Now that we have noticed that simple models do not perform well in predicting the positive class (=companies going bankrupt), let's use Shallow Neural Networks.

**Model considerations:**
* A Shallow Neural Network will be sufficient to deal with this problem
* We will train the model 10 times with different split (as the data is small) to reduce the variance of the result
* **We assign the following weight to the accuracy evaluation metric: 1 for correctly predicting non-bankruptcy and 4 for accurately predicting bankruptcy.** The reason behind is that False negatives are less problematic than False positives

**Results:**
* The f1 score of the SNN using our 6 selected features varies between 0.35 and 0.45 depending on the loops due to the small numbers of positive classes. 


In [None]:
#We will now build a simple Neural Network using Keras
def classification_model():
    #initiating the model
    model = Sequential()
    model.add(Dense(input_dim=X_train.shape[1], units=6, activation="relu"))
    
    #for loop to add layers (can be fine tuned): 
    for i in range(2):
        model.add(Dense(units=6, activation="relu"))
        #If we add more layers, we would want to avoid overfitting with a Dropout layer model.add(Dropout(.1))
    
    #last layer (2 categories)
    model.add(Dense(units=2, activation='sigmoid'))
    
    #compile the model
    model.compile(optimizer="adam", loss="binary_crossentropy", metrics=["accuracy"])
    return model

In [None]:
#set class weights to offset the class imbalance:
weights = {0:1 , 1:4}
list_scores_keras =[]
confusion_matrix_average1 = np.zeros((2, 2))
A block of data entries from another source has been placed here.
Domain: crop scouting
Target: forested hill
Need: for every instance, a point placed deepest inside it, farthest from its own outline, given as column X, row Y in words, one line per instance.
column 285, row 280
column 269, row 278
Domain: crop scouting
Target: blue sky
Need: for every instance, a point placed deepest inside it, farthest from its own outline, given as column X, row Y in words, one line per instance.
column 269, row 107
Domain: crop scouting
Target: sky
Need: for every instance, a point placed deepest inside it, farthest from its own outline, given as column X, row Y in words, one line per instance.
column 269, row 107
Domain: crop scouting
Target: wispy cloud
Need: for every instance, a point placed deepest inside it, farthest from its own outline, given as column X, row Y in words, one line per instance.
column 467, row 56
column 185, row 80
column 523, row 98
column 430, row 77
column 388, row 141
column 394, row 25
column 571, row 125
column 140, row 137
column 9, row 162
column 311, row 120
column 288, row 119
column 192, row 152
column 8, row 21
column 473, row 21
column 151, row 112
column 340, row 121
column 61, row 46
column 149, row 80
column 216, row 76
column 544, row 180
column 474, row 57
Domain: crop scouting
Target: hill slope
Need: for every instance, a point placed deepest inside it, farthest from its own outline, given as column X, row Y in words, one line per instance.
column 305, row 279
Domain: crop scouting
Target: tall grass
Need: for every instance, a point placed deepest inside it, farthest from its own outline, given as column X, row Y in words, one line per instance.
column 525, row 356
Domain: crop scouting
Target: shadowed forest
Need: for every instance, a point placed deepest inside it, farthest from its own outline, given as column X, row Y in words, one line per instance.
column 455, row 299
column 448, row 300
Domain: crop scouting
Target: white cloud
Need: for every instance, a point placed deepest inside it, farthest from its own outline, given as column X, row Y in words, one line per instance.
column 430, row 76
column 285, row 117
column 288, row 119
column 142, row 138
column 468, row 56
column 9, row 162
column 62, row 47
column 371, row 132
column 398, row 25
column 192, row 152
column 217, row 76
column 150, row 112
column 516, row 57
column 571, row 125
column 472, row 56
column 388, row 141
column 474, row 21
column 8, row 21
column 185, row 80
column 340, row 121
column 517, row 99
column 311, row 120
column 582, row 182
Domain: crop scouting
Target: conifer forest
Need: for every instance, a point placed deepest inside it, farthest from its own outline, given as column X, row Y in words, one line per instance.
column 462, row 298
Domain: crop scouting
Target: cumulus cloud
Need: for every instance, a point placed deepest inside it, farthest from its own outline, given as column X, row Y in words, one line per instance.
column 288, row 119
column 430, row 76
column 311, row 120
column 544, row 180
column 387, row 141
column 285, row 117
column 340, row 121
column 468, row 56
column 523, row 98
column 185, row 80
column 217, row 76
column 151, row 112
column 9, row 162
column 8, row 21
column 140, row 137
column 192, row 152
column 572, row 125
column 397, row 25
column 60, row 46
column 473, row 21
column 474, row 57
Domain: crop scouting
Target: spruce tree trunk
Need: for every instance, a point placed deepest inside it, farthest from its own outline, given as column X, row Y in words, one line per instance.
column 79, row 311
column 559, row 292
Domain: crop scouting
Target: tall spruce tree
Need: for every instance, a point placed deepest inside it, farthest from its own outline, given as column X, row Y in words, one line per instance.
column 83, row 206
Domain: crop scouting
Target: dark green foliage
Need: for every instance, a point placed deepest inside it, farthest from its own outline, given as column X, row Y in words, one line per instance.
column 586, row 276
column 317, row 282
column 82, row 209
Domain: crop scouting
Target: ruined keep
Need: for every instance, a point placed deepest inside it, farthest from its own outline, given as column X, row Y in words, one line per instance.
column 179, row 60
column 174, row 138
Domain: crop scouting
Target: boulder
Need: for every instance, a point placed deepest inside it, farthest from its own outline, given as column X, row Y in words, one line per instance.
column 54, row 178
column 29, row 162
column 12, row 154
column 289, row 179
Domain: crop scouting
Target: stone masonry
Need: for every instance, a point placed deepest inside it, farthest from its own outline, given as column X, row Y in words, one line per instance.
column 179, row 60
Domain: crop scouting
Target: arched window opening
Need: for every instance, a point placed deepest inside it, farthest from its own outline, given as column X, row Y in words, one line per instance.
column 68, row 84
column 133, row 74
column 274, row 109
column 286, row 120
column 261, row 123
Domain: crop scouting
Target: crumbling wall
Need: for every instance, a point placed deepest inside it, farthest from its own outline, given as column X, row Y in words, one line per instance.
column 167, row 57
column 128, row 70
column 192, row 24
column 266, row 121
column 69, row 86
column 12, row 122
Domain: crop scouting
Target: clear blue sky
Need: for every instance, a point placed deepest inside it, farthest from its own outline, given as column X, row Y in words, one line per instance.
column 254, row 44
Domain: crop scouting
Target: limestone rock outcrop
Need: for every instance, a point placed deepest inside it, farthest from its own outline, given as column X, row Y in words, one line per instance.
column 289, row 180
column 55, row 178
#Let's create a loop to check our average accuracy:

for i in range(10):
    
    #Let's split the data into training and testing data
    X_train, X_test, y_train, y_test = train_test_split(X,y,test_size=0.25,train_size=0.75, random_state=0+i)
    
    #Now let's one hot encode outputs
    y_train = to_categorical(y_train)
    y_test = to_categorical(y_test)

    #We will convert all the DataFrame to arrays:
    X_train = StandardScaler().fit_transform(X_train)
    X_test = X_test.values

    
    #Initiate the model:
    model = classification_model()
    #fitting the model:
    model.fit(X_train, y_train, validation_data=(X_test, y_test), epochs=30, batch_size=15, verbose=0,class_weight=weights)

    #confusion matrix:
    model_pred = model.predict(X_test)
    matrix = confusion_matrix(y_test.argmax(axis=1), model_pred.argmax(axis=1))
    confusion_matrix_average1 = confusion_matrix_average1 + matrix
    print(f"loop {i} classification report:", classification_report(y_test.argmax(axis=1), model_pred.argmax(axis=1)))
    
    #evaluate the model:
    tn, fp, fn, tp = matrix.ravel()
    f1_score = tp/ (tp+0.5*(fp+fn))
    list_scores_keras.append(f1_score)
    
#Let's plot the result to visualize how robust our model is:
fig = plt.figure()
ax = plt.axes()
ax.plot(list_scores_keras, scaley=False)
ax.set_title(f"The average f1_score of the model is {round(np.mean(list_scores_keras),3)}")
plt.xlabel('loop number')
plt.ylabel("weighted f1_score")

print('--------------------------------------------------------')
display(confusion_matrix_average1)
print('--------------------------------------------------------')
#print("last epoch classification report:", classification_report(y_test.argmax(axis=1), model_pred.argmax(axis=1)))

 [Back to top](#Index:) 
<a id='p6'></a>
### Conclusion

Based on what we have done previously, we can conclude that the 6 features selected are quite representative of the risk of going bankrupt.
* ROA(C), 
* Net Value Per Share (B), 
* Debt ratio %, 
* Total Asset Turnover, 
* Cash/Total Assets, 
* Equity to Liability

**Overall, the Logistic regression and SNN performed decently. Considering that some of the features distribution are not linear (they have optimum for some and have bad impact on both tails), it would be interesting to check how well some more advanced tree models perform.